Abstract
Background
Patient pain and clinical function are important factors in decision-making for patients with glenohumeral osteoarthritis (GHOA). The correlation between radiographic severity of arthritis and demographic factors with modern patient-reported outcome measures has not yet been well defined.
Methods
This cross-sectional study included 256 shoulders in 246 patients presenting with isolated GHOA. All patients obtained standard radiographs and completed the American Shoulder and Elbow Surgeons score, Simple Shoulder Test (SST), Shoulder Activity Scale, Visual Analog Scale, and Patient-Reported Outcome Measurement Information System (PROMIS) computer adaptive tests at the time of presentation. Radiographs were graded according to the Samilson–Prieto classification. Mean pain and functional scores were compared between the radiographic grades of osteoarthritis (OA) and demographic factors.
Results
There were 6 shoulders rated as grade 1 OA, 41 shoulders as grade 2, 149 shoulders as grade 3a, and 65 shoulders as grade 3b. There was excellent interobserver reliability in grade of OA (κ = 0.77). There were no significant differences in patient-reported pain or any validated measure of clinical function between radiographic grades of OA (P > .05). Males reported higher function and lower pain scores than females (P = .001–.066), although only the values for the SST and PROMIS physical function test were clinically relevant.
Discussion
While gender correlated with pain and function, the clinical relevance is limited. Radiographic severity of GHOA does not correlate with patient-reported pain and function, and symptoms should remain the primary determinants of surgical decision-making.

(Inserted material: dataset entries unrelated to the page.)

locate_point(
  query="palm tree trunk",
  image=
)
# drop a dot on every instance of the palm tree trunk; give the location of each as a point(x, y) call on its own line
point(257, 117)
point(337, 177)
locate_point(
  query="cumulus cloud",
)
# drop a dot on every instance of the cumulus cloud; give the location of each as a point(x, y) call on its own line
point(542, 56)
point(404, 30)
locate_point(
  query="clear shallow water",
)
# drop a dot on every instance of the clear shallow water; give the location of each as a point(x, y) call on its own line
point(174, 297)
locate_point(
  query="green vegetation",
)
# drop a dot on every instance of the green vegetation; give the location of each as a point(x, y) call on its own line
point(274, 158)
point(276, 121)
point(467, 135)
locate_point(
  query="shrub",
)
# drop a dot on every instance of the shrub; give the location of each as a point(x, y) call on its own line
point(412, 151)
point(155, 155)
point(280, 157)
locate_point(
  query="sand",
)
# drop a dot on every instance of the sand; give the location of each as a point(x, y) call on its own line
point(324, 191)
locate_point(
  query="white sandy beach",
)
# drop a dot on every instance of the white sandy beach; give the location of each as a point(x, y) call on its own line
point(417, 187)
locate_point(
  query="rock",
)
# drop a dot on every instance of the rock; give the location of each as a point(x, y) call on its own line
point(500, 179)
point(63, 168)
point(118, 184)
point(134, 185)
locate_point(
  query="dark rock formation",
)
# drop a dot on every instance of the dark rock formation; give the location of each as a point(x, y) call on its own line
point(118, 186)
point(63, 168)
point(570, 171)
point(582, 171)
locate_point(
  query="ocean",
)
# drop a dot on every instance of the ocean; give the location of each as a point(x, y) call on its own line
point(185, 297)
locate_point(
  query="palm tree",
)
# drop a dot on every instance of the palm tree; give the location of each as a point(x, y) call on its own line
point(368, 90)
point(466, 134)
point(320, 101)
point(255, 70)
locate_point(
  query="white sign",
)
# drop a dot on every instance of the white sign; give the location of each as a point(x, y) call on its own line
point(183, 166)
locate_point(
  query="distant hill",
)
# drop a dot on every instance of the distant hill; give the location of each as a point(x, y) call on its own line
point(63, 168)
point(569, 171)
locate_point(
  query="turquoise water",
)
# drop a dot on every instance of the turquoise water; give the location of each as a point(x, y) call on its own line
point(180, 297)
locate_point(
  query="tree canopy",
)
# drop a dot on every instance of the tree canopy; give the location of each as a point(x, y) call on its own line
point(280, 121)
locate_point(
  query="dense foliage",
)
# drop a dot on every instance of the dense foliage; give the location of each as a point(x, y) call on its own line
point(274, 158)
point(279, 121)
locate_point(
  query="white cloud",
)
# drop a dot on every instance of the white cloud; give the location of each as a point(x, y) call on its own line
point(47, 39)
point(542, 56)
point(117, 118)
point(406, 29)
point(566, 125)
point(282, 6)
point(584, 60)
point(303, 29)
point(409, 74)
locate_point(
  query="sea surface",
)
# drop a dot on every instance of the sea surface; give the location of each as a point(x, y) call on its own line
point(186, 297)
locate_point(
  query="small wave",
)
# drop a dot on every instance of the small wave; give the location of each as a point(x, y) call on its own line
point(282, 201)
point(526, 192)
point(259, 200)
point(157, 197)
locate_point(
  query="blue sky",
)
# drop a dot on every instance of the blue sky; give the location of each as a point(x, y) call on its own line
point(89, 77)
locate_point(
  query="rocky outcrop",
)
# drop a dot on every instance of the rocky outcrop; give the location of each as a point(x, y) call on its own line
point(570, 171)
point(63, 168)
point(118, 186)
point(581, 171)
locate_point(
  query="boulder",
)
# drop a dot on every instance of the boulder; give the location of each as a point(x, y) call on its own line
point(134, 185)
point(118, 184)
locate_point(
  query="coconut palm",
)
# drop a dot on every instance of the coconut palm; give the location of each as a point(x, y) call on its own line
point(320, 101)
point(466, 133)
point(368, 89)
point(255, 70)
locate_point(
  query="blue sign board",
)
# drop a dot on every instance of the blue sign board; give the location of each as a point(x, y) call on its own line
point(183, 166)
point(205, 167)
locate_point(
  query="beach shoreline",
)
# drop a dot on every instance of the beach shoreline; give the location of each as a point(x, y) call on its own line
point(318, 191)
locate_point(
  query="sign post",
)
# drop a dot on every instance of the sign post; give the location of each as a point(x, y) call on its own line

Further investigation is necessary to examine whether radiographic severity of OA influences improvement following operative intervention in this population.
Keywords
Introduction
The shoulder is a complex joint with a variety of pathologies that can cause pain and dysfunction, with the reported lifetime prevalence of shoulder pain ranging from 7% to 67%. 1 Nearly 20 million people in the United States reported shoulder pain in 2008 alone, making it the third most common musculoskeletal complaint following back and knee pain, and that number is expected to increase as the population continues to age. 2
Glenohumeral osteoarthritis (GHOA) is a common cause of shoulder pain and dysfunction that is associated with lower functional levels than patients with other shoulder conditions, independent of age.3,4 As a result, patients experience a decreased quality of life and pose a substantial socioeconomic burden. 5 While several radiographic classifications have been developed to describe the degenerative changes seen in GHOA, it is unclear to what extent the radiographic severity of GHOA should factor into clinical decision-making and timing of surgery.6–13
Over the past 2 decades, there has been increased focus on understanding patients’ perceptions of their illness and its effect on their quality of life, and patient-reported outcomes (PROs) have become increasingly used to aid decision-making and to monitor response to treatments. 14 This focus on PROs has led to the development of over 30 outcome measure instruments for shoulder pathology alone, although the data comparing radiographic severity of GHOA with PRO measures (PROMs) are limited.15,16
Increasing osteophyte size has been shown to correlate with decreased range of motion; however, radiographic severity does not correlate with reported pain scores. 6 Pain and range of motion alone do not entirely capture how patients function in their daily lives, and the correlation of radiographic severity with patient perceptions of their illness remains incompletely answered. The purpose of this study is to evaluate the association between radiographic severity of GHOA and patient demographic factors with pain and function as determined by PROMs.
Methods
Patient Selection
This was a retrospective cross-sectional case series. All clinic visits at our high-volume regional-referral shoulder arthroplasty center were reviewed from August 2015 to August 2017. Patients with an isolated International Classification of Diseases, 10th Revision (ICD-10) code of M19.011 (primary osteoarthritis [OA], right shoulder), M19.012 (primary OA, left shoulder), and M19.019 (primary OA, unspecified shoulder) were included for review. Clinic notes and radiographs were reviewed to ensure that included patients had an isolated diagnosis of GHOA. Exclusion criteria were patients with coexisting diagnoses (eg, full-thickness rotator cuff tear, inflammatory arthritis, cervical radiculopathy), ipsilateral shoulder surgery within the past year, outcome measures collected more than 1 year from the time of radiographs, and incomplete medical records.
Data Collection
All patient information was collected from at the initial clinic visit. Patient demographics collected included gender, age, body mass index (BMI), previous surgery, smoking status, hand dominance, and laterality of GHOA. PROMs collected included Visual Analog Scale (VAS, range 0–10), American Shoulder and Elbow Surgeon score (ASES, range 0–100), 17 Simple Shoulder Test (SST, range 0–12), 18 Shoulder Activity Scale (SAS, range 0–20), 19 Patient-Reported Outcome Measurement Information System (PROMIS) physical function (PF), PROMIS upper extremity (UE), and PROMIS pain interference (PI).20,21 PROMIS instruments are administered as computer adaptive tests (CATs). Responses to the first prompt guide the system’s choice of the next question. The CAT continues until either the standard error drops below a T score metric of 3.0 or the patient has answered 12 questions, whichever occurs first. PROMIS instruments are calibrated with a score of 50 as the average for the U.S. general population with a standard deviation of 10. For all outcome measures collected, a higher score corresponds to more of the concept being measured (ie, a higher ASES score translates to higher function, a lower PROMIS PI score translates to less pain).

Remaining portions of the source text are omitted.